REPUBLIKA.CO.ID, JAKARTA -- Delapan kabupaten/kota mempunyai skor indeks kerawanan pemilu (IKP) tinggi. Skor IKP ini dinilai dari empat dimensi, yakni konteks sosial politik, penyelenggara pemilu yang bebas dan adil, kontestasi, dan partisipasi politik.
"Yang paling tinggi, adalah Kabupaten Jayapura di Papua dengan skor 80,21 di mana kerawanan tinggi itu terjadi di seluruh dimensi," ujar anggota Badan Pengawas Pemilu (Bawaslu) Mochamad Afifuddin kepada wartawan ketika pemaparan IKP di Kantor Bawaslu, Thamrin, Jakarta Pusat, Selasa (9/4).
Selanjutnya, Kabupaten Lembata di NTT (72,04), Kabupaten Mamberamo Raya di Papua (69,66), Kota Solok di Sumatera Barat (68,59), Kabupaten Intan Jaya di Papua (68,52), Kabupaten Bogor di Jawa Barat (67,64), Kabupaten Tolikara di Papua (67,44) dan Kabupaten Nduga di Papua (66,88).
Afif menambahkan 506 daerah lainnya masuk kategori kerawanan sedang dan tidak ada daerah yang masuk kategori kerawanan rendah. "Dari data ini perlu dilakukan pencegahan secara masif dan terstruktur oleh seluruh pemangku kepentingan," jelas Afif.
Dia menuturkan salah satu isu dominan yang harus diprioritaskan demi menekan kerawanan adalah persoalan hak pilih.
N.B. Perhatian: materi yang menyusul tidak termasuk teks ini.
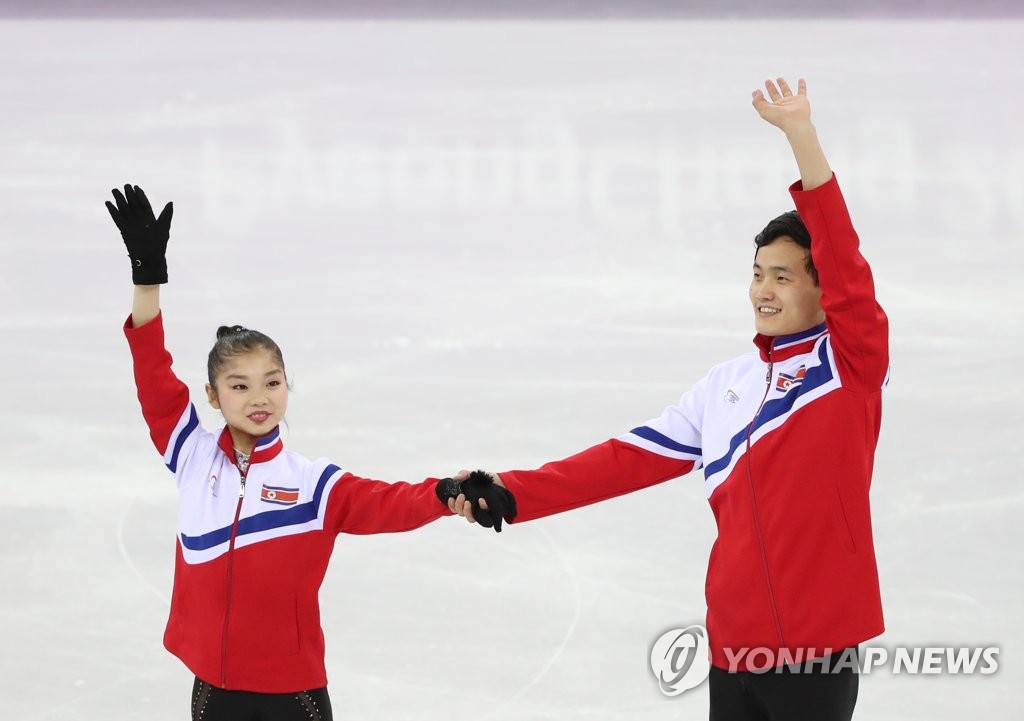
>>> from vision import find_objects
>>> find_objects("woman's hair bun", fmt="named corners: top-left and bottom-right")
top-left (216, 324), bottom-right (248, 340)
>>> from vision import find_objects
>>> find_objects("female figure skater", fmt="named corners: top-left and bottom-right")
top-left (107, 185), bottom-right (515, 721)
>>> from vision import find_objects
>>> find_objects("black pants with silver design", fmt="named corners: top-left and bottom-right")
top-left (191, 677), bottom-right (333, 721)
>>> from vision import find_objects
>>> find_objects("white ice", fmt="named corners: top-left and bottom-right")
top-left (0, 18), bottom-right (1021, 720)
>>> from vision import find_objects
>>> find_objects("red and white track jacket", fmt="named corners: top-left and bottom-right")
top-left (500, 175), bottom-right (888, 670)
top-left (125, 315), bottom-right (449, 692)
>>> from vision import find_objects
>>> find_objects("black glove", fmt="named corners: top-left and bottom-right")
top-left (435, 470), bottom-right (518, 533)
top-left (105, 184), bottom-right (173, 285)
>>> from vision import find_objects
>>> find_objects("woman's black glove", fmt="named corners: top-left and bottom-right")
top-left (106, 184), bottom-right (173, 285)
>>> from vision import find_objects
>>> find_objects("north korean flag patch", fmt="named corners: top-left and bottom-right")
top-left (260, 484), bottom-right (300, 506)
top-left (775, 366), bottom-right (807, 392)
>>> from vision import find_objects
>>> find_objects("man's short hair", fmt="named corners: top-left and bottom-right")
top-left (753, 210), bottom-right (819, 286)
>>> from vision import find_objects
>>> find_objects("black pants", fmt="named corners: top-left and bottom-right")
top-left (191, 677), bottom-right (333, 721)
top-left (708, 647), bottom-right (859, 721)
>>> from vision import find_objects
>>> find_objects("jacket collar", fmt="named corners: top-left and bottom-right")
top-left (753, 322), bottom-right (828, 363)
top-left (217, 425), bottom-right (284, 465)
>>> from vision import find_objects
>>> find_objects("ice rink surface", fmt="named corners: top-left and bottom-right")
top-left (1, 17), bottom-right (1021, 720)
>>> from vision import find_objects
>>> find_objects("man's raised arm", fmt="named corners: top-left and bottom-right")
top-left (755, 77), bottom-right (888, 391)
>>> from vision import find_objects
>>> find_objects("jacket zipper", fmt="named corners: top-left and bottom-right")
top-left (744, 348), bottom-right (787, 650)
top-left (219, 462), bottom-right (248, 688)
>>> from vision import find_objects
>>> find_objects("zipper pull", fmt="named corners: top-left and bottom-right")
top-left (765, 362), bottom-right (773, 384)
top-left (239, 475), bottom-right (246, 499)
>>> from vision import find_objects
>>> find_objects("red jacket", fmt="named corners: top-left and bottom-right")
top-left (125, 314), bottom-right (448, 691)
top-left (499, 175), bottom-right (888, 670)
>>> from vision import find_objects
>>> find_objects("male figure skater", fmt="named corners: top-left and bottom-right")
top-left (453, 77), bottom-right (888, 721)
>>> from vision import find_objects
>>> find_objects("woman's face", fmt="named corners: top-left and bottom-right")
top-left (205, 348), bottom-right (288, 451)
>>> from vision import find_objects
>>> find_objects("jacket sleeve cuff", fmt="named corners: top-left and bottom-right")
top-left (123, 310), bottom-right (165, 347)
top-left (788, 171), bottom-right (839, 200)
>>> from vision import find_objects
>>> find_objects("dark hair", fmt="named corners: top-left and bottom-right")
top-left (753, 210), bottom-right (818, 285)
top-left (207, 325), bottom-right (286, 387)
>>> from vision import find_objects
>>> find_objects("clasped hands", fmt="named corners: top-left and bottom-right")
top-left (435, 469), bottom-right (515, 533)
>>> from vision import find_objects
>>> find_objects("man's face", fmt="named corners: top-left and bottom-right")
top-left (749, 237), bottom-right (825, 337)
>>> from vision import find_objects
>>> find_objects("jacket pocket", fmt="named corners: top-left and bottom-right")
top-left (830, 485), bottom-right (857, 554)
top-left (234, 591), bottom-right (301, 658)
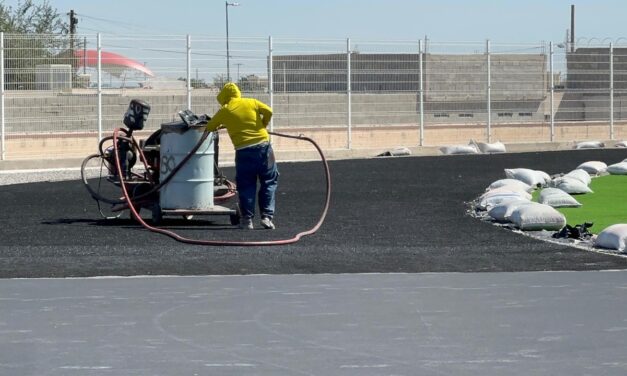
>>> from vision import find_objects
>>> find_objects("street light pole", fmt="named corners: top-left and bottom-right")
top-left (225, 1), bottom-right (240, 82)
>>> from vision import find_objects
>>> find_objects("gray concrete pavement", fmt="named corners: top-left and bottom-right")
top-left (2, 271), bottom-right (627, 375)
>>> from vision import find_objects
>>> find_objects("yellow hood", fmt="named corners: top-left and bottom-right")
top-left (217, 82), bottom-right (241, 105)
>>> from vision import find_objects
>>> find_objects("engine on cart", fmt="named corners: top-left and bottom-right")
top-left (99, 99), bottom-right (150, 180)
top-left (81, 100), bottom-right (238, 224)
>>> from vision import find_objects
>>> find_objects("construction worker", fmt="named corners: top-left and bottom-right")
top-left (205, 82), bottom-right (277, 230)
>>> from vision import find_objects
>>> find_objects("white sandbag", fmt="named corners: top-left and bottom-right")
top-left (478, 191), bottom-right (531, 210)
top-left (574, 141), bottom-right (604, 149)
top-left (390, 147), bottom-right (411, 156)
top-left (504, 168), bottom-right (546, 187)
top-left (564, 169), bottom-right (591, 186)
top-left (538, 187), bottom-right (582, 208)
top-left (509, 203), bottom-right (567, 231)
top-left (607, 162), bottom-right (627, 175)
top-left (535, 170), bottom-right (551, 185)
top-left (551, 176), bottom-right (593, 194)
top-left (576, 161), bottom-right (607, 175)
top-left (377, 147), bottom-right (411, 157)
top-left (487, 198), bottom-right (531, 222)
top-left (614, 140), bottom-right (627, 148)
top-left (477, 141), bottom-right (506, 153)
top-left (594, 224), bottom-right (627, 251)
top-left (481, 186), bottom-right (532, 200)
top-left (440, 144), bottom-right (479, 155)
top-left (488, 179), bottom-right (534, 193)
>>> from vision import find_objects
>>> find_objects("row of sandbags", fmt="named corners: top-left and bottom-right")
top-left (442, 140), bottom-right (627, 155)
top-left (476, 160), bottom-right (627, 251)
top-left (440, 141), bottom-right (505, 155)
top-left (574, 140), bottom-right (627, 149)
top-left (479, 169), bottom-right (566, 231)
top-left (571, 159), bottom-right (627, 175)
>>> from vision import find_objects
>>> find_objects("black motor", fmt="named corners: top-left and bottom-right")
top-left (112, 99), bottom-right (150, 178)
top-left (123, 99), bottom-right (151, 131)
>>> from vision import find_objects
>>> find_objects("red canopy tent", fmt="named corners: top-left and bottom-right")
top-left (74, 49), bottom-right (154, 77)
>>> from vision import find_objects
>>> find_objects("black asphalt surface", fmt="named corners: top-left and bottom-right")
top-left (2, 149), bottom-right (627, 278)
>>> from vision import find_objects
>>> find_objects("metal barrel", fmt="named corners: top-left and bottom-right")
top-left (159, 122), bottom-right (214, 210)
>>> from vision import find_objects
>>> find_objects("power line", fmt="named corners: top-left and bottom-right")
top-left (77, 13), bottom-right (150, 29)
top-left (79, 26), bottom-right (114, 34)
top-left (76, 12), bottom-right (156, 34)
Ia mengatakan tingginya prioritas hak pilih juga direspons dengan putusan Mahkamah Konstitusi (MK) terkait perpanjangan waktu pengurusan form A5 untuk pindah memilih hingga tujuh hari sebelum pemungutan suara.
Berdasarkan pemutakhiran IKP 2019, Bawaslu menyampaikan beberapa rekomendasi kepada para pemangku kepentingan. Misalnya, kepada Komisi Pemilihan Umum (KPU) sebagai penanggung jawab utama penyelenggaraan Pemilu, Bawaslu merekomendasikan agar menjamin hak pilih baik pemilih yang sudah terdaftar maupun belum terdaftar sepanjang memenuhi syarat sebagai pemilih.
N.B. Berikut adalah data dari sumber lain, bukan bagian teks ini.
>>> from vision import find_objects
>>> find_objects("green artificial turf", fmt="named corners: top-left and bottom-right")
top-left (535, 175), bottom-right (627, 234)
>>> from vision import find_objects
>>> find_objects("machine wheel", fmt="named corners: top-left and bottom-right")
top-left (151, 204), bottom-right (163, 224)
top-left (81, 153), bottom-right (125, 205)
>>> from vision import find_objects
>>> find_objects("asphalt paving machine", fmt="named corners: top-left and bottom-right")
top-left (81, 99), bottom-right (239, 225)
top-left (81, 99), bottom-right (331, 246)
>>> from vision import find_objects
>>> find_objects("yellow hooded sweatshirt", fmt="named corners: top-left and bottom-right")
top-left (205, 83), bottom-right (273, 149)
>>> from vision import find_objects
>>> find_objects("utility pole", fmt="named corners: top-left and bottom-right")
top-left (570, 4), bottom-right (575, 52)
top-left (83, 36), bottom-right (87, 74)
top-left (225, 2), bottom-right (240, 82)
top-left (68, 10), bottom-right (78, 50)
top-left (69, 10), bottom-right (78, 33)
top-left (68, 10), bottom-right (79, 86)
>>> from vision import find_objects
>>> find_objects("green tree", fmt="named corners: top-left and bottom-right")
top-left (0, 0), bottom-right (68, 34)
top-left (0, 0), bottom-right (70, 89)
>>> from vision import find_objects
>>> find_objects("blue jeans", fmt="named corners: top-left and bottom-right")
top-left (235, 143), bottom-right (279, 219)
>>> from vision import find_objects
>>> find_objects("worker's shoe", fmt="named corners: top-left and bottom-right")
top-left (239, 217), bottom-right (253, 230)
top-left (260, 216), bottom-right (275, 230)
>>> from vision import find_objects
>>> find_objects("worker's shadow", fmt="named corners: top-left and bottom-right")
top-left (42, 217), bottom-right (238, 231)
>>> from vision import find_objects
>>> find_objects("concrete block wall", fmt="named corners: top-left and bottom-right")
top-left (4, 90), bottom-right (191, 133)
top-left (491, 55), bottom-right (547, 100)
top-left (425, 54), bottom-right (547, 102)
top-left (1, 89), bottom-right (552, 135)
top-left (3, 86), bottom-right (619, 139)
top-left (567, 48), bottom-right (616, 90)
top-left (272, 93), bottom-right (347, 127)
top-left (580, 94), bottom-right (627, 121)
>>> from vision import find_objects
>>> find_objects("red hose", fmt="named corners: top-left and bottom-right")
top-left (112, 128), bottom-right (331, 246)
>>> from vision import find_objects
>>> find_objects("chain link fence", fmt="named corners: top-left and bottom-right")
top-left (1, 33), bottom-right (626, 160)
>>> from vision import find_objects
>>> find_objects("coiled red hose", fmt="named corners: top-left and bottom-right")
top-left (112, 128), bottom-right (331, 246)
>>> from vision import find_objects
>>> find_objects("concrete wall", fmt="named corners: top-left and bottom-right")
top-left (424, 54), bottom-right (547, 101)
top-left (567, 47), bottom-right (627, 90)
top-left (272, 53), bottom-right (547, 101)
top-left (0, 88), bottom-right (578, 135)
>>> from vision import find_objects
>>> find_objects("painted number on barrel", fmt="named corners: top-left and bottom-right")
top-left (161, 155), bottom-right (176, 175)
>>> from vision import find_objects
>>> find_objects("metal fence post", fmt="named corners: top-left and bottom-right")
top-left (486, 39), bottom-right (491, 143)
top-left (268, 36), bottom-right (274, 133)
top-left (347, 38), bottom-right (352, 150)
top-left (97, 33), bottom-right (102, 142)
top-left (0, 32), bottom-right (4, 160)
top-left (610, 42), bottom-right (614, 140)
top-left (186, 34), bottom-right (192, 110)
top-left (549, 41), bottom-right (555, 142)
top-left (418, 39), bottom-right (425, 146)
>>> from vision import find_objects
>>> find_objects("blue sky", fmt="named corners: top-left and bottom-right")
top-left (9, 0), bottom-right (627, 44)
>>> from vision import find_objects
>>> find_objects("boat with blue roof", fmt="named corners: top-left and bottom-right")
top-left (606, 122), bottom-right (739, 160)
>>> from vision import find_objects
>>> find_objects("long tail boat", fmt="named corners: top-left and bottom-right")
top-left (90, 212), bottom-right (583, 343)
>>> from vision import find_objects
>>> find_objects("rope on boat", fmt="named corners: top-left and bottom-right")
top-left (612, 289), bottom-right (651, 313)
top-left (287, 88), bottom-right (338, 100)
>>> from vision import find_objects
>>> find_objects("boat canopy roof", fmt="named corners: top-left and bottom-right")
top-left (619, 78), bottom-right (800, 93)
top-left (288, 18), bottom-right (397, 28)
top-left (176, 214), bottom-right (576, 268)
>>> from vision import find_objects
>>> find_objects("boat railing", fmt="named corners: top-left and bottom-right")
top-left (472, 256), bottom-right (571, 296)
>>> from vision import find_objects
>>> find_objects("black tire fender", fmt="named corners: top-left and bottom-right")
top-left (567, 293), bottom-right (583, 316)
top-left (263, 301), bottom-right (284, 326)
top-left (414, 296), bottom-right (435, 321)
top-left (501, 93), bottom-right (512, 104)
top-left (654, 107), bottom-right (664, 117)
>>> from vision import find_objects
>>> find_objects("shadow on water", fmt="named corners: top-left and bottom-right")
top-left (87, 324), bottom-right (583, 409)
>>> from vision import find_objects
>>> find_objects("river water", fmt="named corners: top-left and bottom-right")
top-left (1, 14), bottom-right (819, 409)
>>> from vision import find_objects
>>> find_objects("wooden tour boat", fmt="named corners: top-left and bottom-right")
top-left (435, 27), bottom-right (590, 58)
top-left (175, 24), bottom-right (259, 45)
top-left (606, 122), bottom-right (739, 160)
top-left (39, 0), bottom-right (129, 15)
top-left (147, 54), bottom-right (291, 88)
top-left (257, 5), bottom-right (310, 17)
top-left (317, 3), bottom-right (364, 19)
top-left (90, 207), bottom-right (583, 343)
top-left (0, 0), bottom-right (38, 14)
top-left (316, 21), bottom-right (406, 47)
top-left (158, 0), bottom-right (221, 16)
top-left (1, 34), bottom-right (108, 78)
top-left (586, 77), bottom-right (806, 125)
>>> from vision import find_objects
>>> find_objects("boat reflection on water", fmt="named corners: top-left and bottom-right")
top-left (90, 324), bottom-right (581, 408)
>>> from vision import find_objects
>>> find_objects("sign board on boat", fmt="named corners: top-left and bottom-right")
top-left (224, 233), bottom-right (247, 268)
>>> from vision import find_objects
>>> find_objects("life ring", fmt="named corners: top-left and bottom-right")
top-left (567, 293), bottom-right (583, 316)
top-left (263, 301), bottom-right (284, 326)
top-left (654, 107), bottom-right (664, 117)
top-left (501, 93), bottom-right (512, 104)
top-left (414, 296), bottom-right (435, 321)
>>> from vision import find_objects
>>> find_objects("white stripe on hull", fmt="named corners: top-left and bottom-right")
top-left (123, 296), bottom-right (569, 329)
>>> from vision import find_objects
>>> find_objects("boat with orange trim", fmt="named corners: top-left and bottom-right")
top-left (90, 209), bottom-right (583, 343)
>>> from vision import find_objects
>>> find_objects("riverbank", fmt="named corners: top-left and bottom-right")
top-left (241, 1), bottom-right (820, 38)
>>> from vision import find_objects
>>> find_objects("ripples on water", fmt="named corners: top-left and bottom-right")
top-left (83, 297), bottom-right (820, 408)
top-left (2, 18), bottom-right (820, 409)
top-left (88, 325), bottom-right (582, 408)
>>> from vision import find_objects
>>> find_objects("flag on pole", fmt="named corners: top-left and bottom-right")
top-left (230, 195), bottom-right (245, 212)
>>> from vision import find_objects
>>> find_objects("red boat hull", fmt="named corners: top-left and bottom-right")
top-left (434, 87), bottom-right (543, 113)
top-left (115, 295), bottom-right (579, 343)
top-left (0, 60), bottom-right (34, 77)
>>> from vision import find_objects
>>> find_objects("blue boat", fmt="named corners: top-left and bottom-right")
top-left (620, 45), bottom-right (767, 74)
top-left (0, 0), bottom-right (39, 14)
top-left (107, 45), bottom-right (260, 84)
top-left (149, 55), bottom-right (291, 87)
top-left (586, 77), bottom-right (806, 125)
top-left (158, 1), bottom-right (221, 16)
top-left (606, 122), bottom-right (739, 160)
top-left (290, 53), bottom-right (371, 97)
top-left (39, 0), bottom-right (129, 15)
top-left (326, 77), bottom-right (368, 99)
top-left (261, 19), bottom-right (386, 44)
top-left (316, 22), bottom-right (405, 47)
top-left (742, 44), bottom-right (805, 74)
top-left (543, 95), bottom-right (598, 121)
Bawaslu juga merekomendasikan parpol peserta pemilu dan aktor politik baik lokal maupun nasional agar menciptakan pesan kampanye damai dan menerima hasil pemilu. Jika kemudian melakukan gugatan atau sengketa agar melakukannya sesuai dengan peraturan perundang-undangan.
"Bawaslu pun merekomendasikan penguatan calon perempuan untuk meningkatkan representasi perempuan dalam politik elektoral," ujar Afif.
Untuk pemerintah, Bawaslu merekomendasikan agar melakukan percepatan terhadap pemenuhan dan perbaikan administrasi kependudukan. Hal itu untuk menjamin hak politik warga negara.
Selain itu, kata Afif, pemerintah juga harus menjamin rasa aman dan ketentraman pemilih pada saat menggunakan hak suaranya. Pemerintah pun harus berkomitmen untuk menjamin netralitas aparatur sipil negara untuk tidak aktif melakukan tindakan menguntungkan peserta pemilu tertentu.
Kepada masyarakat pemilih, Bawaslu mengajak untuk memperkuat hak pilih bagi penyandang disabilitas, masyarakat adat, dan kalangan minoritas lainnya. "Pemenuhan hak politik minoritas diawali dengan kemampuan untuk pengetahuan terkait teknis kepemiluan Pemilu 2019 dan perhatian penuh terhadap kebijakan masa depan," kata Afif.
Sebelumnya, Bawaslu mencatat sebanyak 16 provinsi mempunyai skor indeks kerawanan pemilu tinggi. Dari 16 provinsi itu, Papua memiliki skor IKP tertinggi, yakni sebesar 55,08.
Provinsi lain yang skor IKP-nya lebih tinggi dari rata-rata skor nasional, yakni daerah itu adalah Aceh (50,27), Sumatera Barat (51,72), Kepulauan Riau (50,12), Jambi (50,17), Bengkulu (50,37), Banten (51,25), Jawa Barat (52,11), Jawa Tengah (51,14), dan Daerah Istimewa Yogyakarta (52,67).
Kemudian, ada Kalimantan Utara dengan skor IKP 50,52, Kalimantan Timur dengan skor 49,69, NTT dengan skor 50,76, Sulawesi Utara dengan skor 49,64, Sulawesi Tengah dengan skor 49,76, dan Sulawesi Selatan dengan skor 50,84.